Une stratégie de promotion du KlimaTicket qui a suscité une indignation chez des opposants politiques. Henrieke Brandstötter, membre du parti libéral NEOS, a sous-entendu que Leonore Gewessler a profité de "l’ambiance de fête" du festival pour faire tatouer des festivaliers. "Je m’y connais en tatouages douteux, souvent créés spontanément dans une ambiance de fête", a-t-elle écrit, estimant que "le ticket climatique est surtout indigne". "Offrir de l'argent aux gens pour se tatouer des publicités sur leur peau révèle un point de vue inacceptable sur l'humanité de la part d'une ministre", lit-on encore.
Bei fragwürdigen Tattoos, gerne in Feierlaune spontan entstanden, kenne ich mich ganz gut aus. Das Klimaticket-Peckerl ist aber vor allem unwürdig. Geld für Werbung unter der Haut - und das von einer Ministerin- offenbart ein jenseitiges Menschenbild.
— Henrike Brandstötter 🇪🇺🇺🇦 (@brand_rede) August 20, 2023
La ministre se défend
Un journaliste, Florian Klenk, rédacteur en chef de l'hebdomadaire Falter, s’est demandé avec ironie "Que va-t-il se passer ensuite ? Une pompe à chaleur gratuite pour quiconque tatoue le nom de Gewessler sur son front ?". Des médias comme Standard ou Salzburger Nachrichten ont évoqué une idée "stupide à long terme", "purement et simplement cynique".
Sur le web, les réactions à la vidéo de la ministre du Climat sur son compte Instagram sont tout aussi critiques. "Plutôt embarrassant d'abuser d'une fête autrefois cool à des fins promotionnelles", écrit une abonnée. D’autres internautes autrichiens lui reprochent de ne pas avoir opté pour d’autres actions promotionnelles, comme circuler à vélo. "Pour moi, c'est vraiment incompréhensible... Comment peut-on encourager des jeunes à se mettre une promotion politique sur la peau pour le reste de leur vie et cela sans AUCUNE conséquence pour la ministre fédérale", écrit un autre citoyen.
Mme.
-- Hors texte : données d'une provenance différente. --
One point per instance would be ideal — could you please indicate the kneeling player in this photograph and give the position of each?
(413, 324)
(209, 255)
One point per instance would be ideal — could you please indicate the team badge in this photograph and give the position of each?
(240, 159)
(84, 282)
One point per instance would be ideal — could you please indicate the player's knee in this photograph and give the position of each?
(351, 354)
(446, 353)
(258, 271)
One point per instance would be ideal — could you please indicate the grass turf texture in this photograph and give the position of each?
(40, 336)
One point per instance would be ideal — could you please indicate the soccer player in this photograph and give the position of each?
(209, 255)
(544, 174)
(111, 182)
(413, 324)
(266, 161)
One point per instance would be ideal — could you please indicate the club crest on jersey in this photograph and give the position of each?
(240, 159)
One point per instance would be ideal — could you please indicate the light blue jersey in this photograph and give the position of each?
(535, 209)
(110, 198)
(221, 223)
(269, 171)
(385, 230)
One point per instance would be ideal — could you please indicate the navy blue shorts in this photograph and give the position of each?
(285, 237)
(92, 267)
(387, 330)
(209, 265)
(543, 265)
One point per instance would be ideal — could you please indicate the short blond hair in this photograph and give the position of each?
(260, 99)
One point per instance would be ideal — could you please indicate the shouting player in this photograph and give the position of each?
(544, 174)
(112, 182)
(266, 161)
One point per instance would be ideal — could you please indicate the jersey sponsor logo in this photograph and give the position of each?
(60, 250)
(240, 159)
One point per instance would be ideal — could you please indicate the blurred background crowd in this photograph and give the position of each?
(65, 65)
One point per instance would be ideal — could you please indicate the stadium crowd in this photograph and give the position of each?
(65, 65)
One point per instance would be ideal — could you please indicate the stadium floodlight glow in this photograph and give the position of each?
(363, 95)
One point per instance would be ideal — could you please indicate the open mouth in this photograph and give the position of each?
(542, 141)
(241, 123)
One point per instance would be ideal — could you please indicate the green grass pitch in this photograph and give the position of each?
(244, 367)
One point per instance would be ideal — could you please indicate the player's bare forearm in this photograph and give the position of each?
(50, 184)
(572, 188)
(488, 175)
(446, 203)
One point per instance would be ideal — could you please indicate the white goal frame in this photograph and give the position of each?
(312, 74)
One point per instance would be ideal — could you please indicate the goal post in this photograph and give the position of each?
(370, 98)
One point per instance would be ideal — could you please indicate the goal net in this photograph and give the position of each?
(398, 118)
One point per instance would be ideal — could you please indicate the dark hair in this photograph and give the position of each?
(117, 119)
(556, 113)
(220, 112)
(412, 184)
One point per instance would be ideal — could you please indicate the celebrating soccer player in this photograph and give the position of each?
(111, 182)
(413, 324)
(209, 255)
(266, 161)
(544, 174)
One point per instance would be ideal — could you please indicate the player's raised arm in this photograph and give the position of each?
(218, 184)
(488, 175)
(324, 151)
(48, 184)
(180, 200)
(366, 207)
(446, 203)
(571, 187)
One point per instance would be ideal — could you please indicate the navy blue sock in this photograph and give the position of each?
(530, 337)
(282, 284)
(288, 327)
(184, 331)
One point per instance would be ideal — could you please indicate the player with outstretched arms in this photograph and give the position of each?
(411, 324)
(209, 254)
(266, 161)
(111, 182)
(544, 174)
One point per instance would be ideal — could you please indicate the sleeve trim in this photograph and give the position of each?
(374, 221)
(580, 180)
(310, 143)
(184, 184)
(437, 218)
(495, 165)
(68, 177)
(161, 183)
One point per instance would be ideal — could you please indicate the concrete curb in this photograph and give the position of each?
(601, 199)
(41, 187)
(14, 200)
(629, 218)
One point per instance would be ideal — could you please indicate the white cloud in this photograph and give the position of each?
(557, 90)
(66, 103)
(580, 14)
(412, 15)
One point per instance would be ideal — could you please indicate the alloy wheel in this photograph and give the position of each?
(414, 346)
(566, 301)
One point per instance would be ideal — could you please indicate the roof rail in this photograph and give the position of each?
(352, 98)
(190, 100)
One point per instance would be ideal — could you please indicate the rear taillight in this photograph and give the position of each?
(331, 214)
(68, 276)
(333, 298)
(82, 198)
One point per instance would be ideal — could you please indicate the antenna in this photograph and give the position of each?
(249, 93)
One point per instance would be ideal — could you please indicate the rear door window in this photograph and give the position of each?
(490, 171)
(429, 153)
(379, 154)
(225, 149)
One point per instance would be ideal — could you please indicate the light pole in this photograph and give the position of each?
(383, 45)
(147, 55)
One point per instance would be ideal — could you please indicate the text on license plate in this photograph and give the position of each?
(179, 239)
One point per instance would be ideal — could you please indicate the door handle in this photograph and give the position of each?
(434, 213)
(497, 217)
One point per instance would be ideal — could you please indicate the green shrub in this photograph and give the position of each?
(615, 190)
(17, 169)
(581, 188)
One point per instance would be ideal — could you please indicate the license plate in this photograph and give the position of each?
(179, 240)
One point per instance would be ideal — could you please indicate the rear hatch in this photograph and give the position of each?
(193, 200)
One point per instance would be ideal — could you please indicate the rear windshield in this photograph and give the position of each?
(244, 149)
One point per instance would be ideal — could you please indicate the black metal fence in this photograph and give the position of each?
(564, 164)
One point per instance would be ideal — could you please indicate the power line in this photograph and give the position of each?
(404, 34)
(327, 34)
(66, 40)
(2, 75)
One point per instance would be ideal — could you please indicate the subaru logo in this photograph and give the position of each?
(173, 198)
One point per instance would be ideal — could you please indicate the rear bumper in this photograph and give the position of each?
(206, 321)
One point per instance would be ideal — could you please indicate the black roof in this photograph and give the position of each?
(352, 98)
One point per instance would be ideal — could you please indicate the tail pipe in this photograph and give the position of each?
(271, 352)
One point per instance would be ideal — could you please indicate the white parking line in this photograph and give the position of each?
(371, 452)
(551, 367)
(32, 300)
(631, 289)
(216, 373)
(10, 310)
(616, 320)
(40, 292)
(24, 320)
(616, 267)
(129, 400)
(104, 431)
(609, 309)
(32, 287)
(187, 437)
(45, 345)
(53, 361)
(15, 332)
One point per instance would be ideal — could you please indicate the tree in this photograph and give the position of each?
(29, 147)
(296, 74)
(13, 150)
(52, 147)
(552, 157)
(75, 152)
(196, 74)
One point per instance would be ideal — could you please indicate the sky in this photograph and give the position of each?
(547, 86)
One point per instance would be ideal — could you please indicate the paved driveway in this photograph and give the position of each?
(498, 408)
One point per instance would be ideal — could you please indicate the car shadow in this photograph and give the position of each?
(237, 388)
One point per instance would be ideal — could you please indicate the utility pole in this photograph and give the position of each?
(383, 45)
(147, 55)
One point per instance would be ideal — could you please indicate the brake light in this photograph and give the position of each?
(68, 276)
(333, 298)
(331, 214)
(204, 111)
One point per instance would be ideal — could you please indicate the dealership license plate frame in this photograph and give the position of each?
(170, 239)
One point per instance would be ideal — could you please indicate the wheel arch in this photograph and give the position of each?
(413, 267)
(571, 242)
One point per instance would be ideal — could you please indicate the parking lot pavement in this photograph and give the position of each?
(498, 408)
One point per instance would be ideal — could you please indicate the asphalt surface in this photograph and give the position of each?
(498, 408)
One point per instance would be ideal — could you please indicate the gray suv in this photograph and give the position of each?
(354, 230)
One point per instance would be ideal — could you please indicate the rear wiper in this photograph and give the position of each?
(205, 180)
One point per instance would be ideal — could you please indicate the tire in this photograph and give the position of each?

Gewessler a défendu son initiative, affirmant que la campagne "a été menée avec la plus grande attention". "Les tatouages sont réalisés uniquement en journée", pendant laquelle les festivaliers sont moins susceptibles d’être ivres, et "sont offerts aux personnes âgées de plus de 18 ans", a-t-elle justifié, reliée par The Telegraph. Elle a précisé que "les personnes qui se sont fait tatouer avaient déjà, pour la plupart, d'autres tatouages".
Le compte officiel du KlimaTicket réagissait également aux commentaires en désaccord avec sa campagne, répliquant que les personnes qui se sont fait tatouer étaient "responsables d’elles-mêmes". La société qui commercialise le titre de transport a de son côté ajouté que la campagne a été bien accueillie par les participants au festival.